WKAY progress, this weekend

No blogging this weekend, due to engineering work. Specifically, it’s quite incredible the difference between the amount of blog I can produce in an afternoon and the amount of code, which sort of bears out all the misgivings you might have about the whole blogging project. (Not that those wouldn’t have been better raised in 2002, but there you go.)

It was WhoseKidAreYou taking up the time; I’m learning steadily about SPARQL and various Javascript things, notably XPath, which I have to agree is a pretty cool way of dismantling, remantling, and generally fiddling with HTML/XML documents, even compared to BeautifulSoup. (You can search for a pattern – for example, anything with the class attribute “byline” – and then index into the results by a filesystem-like / notation, which is handy when the material you need is inside a sensibly named entity but wrapped in random tags, a surprisingly common antipattern.) I’ve also identified 11 newspapers’ patterns for bylines, and in the cases where the metadata is in the meta tags, like it should be, I’ve also identified where the byline block appears in the text.

For example – the Torygraph puts the name of the author in a meta name="author" content="A. N. Other", and they then have a div class="byline", but the byline div also includes the timestamp, so we’re getting the byline from the meta tags to save post-processing it and then identifying the div for later.

Fair enough; the next problem is the SPARQL query, which seems to be remarkably tickly and easy to break.

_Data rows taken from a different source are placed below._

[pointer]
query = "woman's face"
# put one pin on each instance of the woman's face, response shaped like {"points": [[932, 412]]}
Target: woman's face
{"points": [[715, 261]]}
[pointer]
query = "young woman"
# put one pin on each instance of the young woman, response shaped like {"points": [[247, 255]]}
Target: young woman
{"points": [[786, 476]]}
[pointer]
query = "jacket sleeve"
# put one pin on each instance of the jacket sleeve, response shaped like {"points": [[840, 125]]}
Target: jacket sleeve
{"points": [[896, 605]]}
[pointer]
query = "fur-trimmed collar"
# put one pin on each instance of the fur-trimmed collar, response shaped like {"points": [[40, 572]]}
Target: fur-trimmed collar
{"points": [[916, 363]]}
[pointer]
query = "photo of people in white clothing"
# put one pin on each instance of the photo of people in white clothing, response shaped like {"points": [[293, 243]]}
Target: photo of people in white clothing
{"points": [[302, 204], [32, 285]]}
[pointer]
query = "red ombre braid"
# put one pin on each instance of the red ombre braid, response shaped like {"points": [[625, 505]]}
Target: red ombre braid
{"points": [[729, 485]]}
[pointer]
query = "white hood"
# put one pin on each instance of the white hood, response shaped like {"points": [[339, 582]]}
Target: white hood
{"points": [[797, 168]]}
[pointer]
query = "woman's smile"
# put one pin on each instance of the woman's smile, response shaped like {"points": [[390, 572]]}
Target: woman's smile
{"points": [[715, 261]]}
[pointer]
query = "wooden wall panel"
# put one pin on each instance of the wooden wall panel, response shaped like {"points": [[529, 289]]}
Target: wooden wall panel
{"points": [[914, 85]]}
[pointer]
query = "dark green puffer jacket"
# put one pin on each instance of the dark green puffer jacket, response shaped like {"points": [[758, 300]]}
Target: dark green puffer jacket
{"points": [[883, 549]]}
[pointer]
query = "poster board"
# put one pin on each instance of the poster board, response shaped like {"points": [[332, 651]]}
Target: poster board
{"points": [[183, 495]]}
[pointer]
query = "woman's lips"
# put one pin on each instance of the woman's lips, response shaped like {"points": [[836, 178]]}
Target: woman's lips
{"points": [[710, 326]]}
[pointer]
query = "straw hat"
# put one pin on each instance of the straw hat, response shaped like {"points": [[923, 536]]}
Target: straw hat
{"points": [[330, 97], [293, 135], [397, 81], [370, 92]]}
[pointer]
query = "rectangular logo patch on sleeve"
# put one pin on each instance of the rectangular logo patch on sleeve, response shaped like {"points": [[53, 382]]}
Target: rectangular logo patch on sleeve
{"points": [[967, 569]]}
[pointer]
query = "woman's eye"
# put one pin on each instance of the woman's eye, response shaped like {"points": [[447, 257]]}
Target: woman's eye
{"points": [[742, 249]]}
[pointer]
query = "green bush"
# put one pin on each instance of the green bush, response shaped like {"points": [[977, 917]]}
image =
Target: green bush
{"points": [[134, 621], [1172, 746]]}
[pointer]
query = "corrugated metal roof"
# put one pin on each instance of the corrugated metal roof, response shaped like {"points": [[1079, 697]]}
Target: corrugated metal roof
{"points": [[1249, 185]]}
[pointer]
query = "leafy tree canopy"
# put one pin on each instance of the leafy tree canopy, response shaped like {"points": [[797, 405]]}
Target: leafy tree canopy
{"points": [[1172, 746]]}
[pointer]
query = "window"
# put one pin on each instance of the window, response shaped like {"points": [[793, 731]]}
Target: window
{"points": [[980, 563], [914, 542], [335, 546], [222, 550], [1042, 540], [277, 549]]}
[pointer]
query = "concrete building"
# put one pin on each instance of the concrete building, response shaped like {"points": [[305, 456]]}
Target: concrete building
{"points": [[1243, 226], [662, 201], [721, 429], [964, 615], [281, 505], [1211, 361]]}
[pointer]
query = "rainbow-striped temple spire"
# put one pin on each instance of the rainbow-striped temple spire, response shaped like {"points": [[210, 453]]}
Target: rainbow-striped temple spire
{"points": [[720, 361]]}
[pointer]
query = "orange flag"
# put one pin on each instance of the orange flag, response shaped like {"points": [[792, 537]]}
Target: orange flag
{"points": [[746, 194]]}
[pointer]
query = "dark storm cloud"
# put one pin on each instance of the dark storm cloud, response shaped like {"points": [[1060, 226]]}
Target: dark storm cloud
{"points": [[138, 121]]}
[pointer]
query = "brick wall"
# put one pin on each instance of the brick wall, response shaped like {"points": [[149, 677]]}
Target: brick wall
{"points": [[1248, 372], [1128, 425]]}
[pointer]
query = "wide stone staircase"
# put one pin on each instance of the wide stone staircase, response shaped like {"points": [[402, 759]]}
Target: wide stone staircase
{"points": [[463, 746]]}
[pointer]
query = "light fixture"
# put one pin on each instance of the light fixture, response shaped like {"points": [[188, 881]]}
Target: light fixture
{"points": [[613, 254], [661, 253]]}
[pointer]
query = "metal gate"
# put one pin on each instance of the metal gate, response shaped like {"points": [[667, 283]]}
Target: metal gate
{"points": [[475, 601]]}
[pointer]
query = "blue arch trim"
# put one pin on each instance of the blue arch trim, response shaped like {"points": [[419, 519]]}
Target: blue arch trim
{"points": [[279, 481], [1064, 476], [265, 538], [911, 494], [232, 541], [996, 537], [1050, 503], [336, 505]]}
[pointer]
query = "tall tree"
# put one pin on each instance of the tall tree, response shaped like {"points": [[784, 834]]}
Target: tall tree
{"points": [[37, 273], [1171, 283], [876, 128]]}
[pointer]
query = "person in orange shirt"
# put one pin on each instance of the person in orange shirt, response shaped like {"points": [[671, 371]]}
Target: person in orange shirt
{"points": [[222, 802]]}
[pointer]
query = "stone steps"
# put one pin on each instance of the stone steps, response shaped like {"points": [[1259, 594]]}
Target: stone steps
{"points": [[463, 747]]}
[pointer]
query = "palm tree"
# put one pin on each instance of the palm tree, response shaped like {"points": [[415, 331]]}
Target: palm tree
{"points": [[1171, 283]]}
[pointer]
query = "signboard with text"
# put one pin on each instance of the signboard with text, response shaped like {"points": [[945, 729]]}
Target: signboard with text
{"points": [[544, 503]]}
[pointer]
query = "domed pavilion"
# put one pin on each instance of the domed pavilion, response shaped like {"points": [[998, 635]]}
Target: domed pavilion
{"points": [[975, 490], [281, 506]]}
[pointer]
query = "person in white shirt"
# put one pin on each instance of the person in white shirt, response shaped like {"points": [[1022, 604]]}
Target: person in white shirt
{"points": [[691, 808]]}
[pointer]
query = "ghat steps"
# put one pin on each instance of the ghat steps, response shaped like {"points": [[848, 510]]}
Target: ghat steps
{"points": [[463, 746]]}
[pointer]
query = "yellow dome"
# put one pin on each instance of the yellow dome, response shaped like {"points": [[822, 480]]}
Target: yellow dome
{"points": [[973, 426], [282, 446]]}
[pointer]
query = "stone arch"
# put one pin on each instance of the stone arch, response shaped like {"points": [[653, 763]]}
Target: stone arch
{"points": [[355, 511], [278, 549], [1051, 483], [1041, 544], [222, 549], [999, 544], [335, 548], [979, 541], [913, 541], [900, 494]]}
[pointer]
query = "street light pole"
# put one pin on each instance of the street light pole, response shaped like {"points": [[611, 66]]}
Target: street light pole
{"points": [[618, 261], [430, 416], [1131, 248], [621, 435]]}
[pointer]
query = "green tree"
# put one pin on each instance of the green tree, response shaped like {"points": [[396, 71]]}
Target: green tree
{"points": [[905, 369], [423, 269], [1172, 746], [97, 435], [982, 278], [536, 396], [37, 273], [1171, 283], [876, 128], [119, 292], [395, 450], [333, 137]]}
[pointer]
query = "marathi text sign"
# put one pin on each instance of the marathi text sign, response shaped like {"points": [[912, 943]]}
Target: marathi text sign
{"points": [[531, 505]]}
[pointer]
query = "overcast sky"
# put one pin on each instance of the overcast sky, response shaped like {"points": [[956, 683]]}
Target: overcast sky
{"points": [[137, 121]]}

The problem with this semantic web stuff is that it’s so damn semantic; everything wants very closely specifying. In theory, it should be possible to grab a whole variety of data on the overentitled brat in question – employment, publications, criminal record, however. Which is nice.

The downside is, though, that DBpedia is dependent on decent infoboxes in Wikipedia articles to work. So if you want to help with WKAY (I like the acronym – sounds like a Mexican radio station in a Jack Kerouac novel) and you aren’t coding, why not go and contribute relatives to Wikipedia?

Actually, I don’t think the Wikimedia Foundation will let you do that, even if The Register likes to call them a cult. I mean, contribute other people’s relatives. No. No. No slavery or grave-robbing, please. I mean, go and edit prominent idiots’ Wikipedia entries and record whose kids they are, and pretty up the info boxes.

Speaking of info boxes, at the moment they are the best paradigm I can think of for displaying the data when we get it. It’s pretty trivial to template HTML in Greasemonkey and to replace elements on the page with it, but I want it to look good. If Dan Lockton wants to join the Ggroup, that would be very helpful.